Daily tips and tricks from the experts at Adafruit!
View this email in your browser

[ Found on StatNews ]

DARPA has announced that eight lucky teams will be sharing over $50 million dollars in funding to research the effects of brain and spinal cord stimulation. Most teams are looking at stimulating the vagal nerve externally while the others are utilizing transcranial magnetic stimulation for the entire brain area. Studies like this one have documented possible positive effects for enhanced verbal memory, speech perception and vocabulary.

[ Via DARPA ]

The institutions listed below are leading teams exploring aspects of using stimulation to activate plasticity.

  • An Arizona State University team led by Dr. Stephen Helms Tillery is targeting stimulation of the trigeminal nerve to promote synaptic plasticity in the sensorimotor and visual systems of the brain. Through partnerships with the Air Force Research Laboratory, the U.S. Air Force’s 711th Human Performance Wing, and the U.S. Army Research Institute of Environmental Medicine, the team will evaluate TNT stimulation protocols with two groups of volunteers—one studying intelligence, surveillance, and reconnaissance, and another practicing marksmanship and decision-making.
  • A Johns Hopkins University team led by Dr. Xiaoqin Wang is focusing on regions of the brain involved in speech and hearing to understand the effects of plasticity on language learning. The team will compare the efficacy of invasive versus non-invasive vagal nerve stimulation (VNS), testing the ability of volunteers to discriminate phonemes, learn words and grammar, and produce the unique sounds demanded by some foreign languages.
  • In one of two efforts DARPA is funding at the University of Florida, a team led by Dr. Kevin Otto is identifying which neural pathways in the brain VNS activates. The team will also conduct behavioral studies in rodents to determine the impact of VNS on perception, executive function, decision-making, and spatial navigation.
  • In the second University of Florida effort, a team led by Dr. Karim Oweiss will use an all-optical approach combining fluorescent imaging and optogenetics to interrogate the neural circuity that connects neuromodulatory centers in the deep brain to decision-making regions in the prefrontal cortex, and optimize VNS parameters around this circuitry to accelerate learning of auditory discrimination tasks by rodents.
  • A University of Maryland effort led by Dr. Henk Haarmann is studying the impact of VNS on foreign language learning. His team will use electroencephalography (EEG) to examine the effects of VNS on neural function during speech perception, vocabulary, and grammar training.
  • A University of Texas at Dallas team led by Dr.

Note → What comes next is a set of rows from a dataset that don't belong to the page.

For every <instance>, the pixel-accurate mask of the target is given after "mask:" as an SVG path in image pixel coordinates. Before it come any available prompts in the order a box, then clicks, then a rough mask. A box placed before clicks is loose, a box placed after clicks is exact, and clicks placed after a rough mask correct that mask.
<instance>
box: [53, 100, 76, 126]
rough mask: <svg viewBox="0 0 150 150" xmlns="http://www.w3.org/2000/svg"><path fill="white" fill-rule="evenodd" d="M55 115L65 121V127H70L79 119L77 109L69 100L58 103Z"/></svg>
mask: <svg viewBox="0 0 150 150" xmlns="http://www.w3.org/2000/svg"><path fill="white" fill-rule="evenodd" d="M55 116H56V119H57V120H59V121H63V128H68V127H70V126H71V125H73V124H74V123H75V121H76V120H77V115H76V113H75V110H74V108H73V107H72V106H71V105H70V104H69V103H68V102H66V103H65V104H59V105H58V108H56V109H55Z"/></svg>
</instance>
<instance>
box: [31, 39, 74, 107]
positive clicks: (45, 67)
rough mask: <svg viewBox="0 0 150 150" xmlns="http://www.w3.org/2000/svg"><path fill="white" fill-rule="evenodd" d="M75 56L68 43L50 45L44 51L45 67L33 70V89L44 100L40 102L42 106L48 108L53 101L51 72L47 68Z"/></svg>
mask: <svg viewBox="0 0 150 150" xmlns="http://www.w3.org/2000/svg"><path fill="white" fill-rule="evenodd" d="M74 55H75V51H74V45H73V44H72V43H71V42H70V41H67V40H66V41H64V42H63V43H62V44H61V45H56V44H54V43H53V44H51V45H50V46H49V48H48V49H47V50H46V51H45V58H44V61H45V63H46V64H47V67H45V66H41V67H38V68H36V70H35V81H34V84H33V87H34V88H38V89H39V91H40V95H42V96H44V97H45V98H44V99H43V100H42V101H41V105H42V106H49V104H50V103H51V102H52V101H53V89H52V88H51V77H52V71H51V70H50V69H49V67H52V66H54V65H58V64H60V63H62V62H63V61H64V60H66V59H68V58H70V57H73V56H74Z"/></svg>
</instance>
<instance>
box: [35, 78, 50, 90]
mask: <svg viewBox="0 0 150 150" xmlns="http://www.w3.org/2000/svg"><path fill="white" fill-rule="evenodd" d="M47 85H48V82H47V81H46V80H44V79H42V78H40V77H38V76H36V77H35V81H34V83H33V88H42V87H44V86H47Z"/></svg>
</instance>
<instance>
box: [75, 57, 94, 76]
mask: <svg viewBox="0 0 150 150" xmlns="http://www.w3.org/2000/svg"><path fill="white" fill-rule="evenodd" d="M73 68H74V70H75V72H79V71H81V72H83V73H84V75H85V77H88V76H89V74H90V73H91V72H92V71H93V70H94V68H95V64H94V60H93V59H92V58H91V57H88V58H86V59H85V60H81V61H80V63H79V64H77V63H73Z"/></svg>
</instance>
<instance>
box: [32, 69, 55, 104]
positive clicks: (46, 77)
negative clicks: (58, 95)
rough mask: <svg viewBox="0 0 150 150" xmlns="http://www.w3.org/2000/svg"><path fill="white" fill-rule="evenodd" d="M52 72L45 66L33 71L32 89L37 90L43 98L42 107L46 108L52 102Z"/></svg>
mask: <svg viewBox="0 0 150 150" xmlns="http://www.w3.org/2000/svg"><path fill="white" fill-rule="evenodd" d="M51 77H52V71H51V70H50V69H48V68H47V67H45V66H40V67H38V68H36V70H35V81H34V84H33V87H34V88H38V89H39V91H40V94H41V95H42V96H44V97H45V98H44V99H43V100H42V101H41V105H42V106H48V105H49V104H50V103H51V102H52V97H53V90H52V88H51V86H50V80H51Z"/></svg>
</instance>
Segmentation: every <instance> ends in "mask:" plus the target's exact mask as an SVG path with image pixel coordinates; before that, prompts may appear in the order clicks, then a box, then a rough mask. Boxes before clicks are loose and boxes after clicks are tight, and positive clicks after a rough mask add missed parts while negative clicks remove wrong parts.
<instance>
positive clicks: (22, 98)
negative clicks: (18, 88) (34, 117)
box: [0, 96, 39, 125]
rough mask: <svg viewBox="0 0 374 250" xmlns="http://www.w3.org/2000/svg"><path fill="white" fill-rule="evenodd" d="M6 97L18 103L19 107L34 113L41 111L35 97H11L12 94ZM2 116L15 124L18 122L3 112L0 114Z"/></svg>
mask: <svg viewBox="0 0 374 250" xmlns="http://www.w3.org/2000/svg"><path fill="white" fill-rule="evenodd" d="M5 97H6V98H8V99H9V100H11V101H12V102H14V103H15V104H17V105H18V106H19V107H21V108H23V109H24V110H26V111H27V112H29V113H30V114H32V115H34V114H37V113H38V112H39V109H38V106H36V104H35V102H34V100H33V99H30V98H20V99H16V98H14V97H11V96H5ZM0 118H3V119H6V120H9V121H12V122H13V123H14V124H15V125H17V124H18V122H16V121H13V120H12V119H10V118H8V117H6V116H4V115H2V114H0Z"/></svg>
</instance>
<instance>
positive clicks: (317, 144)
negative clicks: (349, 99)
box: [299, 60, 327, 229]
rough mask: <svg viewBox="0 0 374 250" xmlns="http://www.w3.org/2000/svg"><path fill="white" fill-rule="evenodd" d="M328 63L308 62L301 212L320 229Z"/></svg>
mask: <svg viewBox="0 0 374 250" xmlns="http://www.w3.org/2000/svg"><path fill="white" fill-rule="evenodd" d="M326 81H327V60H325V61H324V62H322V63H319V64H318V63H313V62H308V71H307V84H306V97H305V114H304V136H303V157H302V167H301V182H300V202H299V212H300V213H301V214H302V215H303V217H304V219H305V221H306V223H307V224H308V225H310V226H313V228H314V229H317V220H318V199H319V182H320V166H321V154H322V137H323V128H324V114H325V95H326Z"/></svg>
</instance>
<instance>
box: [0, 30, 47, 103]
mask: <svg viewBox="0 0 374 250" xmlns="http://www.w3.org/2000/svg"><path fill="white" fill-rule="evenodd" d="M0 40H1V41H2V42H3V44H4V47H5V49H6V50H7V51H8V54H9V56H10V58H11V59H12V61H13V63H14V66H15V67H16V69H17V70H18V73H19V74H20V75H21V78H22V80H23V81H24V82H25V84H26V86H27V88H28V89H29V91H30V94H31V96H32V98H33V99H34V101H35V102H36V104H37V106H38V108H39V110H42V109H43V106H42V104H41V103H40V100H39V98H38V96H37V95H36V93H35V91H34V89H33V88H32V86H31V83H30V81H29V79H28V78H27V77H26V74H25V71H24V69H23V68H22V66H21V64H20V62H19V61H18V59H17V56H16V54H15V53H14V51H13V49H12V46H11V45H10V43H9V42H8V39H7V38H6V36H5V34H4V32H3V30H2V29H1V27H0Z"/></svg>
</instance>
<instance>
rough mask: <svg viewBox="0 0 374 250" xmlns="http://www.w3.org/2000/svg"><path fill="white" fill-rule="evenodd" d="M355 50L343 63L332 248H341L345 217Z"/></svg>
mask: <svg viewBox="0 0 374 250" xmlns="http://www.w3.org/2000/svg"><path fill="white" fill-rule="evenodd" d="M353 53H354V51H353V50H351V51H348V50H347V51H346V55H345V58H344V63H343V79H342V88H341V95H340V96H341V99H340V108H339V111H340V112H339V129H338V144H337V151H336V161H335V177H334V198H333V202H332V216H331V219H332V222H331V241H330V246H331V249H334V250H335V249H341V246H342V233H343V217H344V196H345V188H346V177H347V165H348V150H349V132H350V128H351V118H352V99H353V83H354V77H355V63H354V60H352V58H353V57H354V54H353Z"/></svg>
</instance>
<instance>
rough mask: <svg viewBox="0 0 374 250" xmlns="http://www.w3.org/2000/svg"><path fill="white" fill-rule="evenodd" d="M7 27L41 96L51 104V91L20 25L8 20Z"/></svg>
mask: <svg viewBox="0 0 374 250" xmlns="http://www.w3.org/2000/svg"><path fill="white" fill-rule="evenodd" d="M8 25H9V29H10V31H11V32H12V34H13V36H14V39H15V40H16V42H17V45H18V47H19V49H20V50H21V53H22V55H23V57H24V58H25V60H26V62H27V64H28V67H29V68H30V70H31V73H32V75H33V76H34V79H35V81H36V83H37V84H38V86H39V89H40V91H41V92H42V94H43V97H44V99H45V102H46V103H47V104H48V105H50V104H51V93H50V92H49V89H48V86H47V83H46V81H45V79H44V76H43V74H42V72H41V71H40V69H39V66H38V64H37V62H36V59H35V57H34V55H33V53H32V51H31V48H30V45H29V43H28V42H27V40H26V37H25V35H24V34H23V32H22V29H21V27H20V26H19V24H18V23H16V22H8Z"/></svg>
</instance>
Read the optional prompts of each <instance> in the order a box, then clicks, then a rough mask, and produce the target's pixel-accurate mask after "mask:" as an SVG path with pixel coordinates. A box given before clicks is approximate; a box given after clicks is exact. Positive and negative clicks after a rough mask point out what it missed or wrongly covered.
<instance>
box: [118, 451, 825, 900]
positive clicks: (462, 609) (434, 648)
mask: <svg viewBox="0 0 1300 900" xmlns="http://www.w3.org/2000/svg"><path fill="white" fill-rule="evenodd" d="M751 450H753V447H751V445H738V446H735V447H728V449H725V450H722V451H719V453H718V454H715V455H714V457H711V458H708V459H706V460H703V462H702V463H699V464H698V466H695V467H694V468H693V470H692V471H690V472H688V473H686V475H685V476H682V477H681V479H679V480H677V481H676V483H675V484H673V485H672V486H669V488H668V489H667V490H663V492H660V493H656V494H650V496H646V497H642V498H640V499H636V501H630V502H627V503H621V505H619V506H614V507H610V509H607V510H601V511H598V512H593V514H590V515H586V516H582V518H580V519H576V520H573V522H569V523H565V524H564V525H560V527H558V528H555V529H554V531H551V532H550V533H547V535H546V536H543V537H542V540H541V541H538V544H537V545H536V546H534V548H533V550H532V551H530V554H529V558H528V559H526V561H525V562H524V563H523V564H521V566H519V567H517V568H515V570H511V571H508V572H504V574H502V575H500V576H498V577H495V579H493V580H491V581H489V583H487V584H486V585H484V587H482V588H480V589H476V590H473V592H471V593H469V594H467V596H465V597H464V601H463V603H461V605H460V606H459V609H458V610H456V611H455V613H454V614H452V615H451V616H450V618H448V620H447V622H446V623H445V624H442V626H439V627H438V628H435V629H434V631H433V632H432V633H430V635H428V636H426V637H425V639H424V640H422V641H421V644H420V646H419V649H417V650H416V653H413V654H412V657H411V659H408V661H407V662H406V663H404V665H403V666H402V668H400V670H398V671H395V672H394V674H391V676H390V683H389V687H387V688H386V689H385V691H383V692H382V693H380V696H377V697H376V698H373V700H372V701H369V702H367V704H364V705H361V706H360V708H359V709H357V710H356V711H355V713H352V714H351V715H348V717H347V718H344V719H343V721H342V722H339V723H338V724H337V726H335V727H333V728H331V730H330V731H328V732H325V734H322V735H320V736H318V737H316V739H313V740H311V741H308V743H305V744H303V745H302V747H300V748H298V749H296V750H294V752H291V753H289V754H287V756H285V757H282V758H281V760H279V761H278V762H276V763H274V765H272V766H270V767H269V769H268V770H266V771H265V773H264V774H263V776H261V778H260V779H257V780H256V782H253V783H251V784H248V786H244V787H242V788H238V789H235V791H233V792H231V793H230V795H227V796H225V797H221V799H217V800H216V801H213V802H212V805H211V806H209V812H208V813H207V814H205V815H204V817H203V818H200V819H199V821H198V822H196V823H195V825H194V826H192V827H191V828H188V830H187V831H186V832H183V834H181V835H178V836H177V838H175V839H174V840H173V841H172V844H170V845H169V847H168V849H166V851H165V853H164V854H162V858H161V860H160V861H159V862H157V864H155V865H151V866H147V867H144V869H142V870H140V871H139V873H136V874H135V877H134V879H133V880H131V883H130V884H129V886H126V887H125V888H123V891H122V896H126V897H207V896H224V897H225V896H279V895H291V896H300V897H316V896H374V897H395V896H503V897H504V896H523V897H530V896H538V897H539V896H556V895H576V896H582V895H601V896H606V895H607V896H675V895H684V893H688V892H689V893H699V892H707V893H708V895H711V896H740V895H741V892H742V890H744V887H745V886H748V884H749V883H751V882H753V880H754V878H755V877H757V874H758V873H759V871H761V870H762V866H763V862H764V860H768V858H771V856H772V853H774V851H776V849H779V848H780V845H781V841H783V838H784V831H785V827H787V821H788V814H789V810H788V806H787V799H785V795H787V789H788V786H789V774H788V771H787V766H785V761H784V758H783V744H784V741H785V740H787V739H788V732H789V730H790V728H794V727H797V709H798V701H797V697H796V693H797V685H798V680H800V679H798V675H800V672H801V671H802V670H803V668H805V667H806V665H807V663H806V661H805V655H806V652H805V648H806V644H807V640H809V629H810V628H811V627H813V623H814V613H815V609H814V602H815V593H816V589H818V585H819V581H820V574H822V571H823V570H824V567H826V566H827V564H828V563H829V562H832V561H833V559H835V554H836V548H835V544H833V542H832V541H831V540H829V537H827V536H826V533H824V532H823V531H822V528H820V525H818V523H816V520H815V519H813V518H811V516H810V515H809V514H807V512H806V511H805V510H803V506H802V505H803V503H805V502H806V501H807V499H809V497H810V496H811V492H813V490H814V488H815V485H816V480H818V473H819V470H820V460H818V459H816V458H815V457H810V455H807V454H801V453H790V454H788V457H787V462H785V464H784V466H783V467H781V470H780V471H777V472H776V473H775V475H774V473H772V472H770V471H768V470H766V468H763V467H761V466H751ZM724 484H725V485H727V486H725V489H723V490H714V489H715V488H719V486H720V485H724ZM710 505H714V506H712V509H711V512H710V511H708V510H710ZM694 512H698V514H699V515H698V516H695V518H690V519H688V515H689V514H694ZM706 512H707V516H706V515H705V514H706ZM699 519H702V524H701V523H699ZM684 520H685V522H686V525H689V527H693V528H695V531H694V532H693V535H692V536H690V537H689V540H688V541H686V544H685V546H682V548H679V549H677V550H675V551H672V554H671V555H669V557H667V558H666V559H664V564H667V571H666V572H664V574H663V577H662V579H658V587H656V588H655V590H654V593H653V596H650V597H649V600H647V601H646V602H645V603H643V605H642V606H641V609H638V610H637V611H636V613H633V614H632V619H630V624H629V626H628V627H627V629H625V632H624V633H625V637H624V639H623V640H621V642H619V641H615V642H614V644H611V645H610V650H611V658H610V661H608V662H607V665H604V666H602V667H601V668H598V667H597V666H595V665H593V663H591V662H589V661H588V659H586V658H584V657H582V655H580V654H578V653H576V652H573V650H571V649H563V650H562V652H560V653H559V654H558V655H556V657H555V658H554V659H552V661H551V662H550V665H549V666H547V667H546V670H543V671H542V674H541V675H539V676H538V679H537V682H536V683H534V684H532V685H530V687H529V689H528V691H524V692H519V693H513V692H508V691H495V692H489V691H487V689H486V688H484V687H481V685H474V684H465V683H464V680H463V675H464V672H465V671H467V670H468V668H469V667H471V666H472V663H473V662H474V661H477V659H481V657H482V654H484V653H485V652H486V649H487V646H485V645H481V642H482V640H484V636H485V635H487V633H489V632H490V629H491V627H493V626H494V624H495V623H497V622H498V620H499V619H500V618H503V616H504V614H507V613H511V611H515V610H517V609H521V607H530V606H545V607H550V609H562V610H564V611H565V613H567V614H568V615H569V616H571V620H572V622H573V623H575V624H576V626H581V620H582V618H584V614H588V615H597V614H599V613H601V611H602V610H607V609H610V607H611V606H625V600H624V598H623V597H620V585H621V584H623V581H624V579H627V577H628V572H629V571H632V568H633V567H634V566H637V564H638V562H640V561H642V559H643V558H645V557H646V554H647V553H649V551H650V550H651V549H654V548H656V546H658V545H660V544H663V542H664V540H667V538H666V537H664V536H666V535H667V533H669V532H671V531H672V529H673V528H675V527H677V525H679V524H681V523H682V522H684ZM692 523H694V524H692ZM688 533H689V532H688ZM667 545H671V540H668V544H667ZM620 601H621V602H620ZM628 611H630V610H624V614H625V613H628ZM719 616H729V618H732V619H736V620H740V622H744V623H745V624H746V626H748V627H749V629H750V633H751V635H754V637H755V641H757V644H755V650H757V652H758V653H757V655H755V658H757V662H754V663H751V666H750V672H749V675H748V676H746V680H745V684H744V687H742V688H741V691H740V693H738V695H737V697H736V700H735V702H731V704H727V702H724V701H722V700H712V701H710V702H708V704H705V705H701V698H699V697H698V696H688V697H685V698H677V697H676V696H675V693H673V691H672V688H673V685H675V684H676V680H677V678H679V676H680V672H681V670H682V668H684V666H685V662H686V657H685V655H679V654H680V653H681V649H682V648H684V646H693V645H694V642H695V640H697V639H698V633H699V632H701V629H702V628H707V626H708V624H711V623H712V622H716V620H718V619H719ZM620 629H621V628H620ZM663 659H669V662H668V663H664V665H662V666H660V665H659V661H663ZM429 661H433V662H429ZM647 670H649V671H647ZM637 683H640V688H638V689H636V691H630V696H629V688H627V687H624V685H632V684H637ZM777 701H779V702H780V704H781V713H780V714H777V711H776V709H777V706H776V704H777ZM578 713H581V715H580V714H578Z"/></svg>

Mike Kilgard is identifying optimal stimulation parameters to maximize plasticity, and comparing the effects of invasive versus non-invasive stimulation in individuals with tinnitus as they perform complex skill-learning tasks such as acquiring a foreign language. The team will also investigate the longevity of stimulation effects to determine if follow-up training is needed for long-term retention of learned skills.
  • A University of Wisconsin team led by Dr. Justin Williams is using state-of-the-art optical imaging, electrophysiology, and neurochemical sensing techniques in animal models to measure the influence of vagal and trigeminal nerve stimulation on boosting activity of neuromodulatory neurons in the brain.
  • A Wright State University team led by Dr. Timothy Broderick is focusing on identifying epigenetic markers of neuroplasticity and indicators of an individual’s response to VNS. Through a partnership with the Air Force Research Laboratory and the U.S. Air Force’s 711th Human Performance Wing, the team will also work with volunteer intelligence analyst trainees studying object and threat recognition to determine the impact of non-invasive VNS on that training.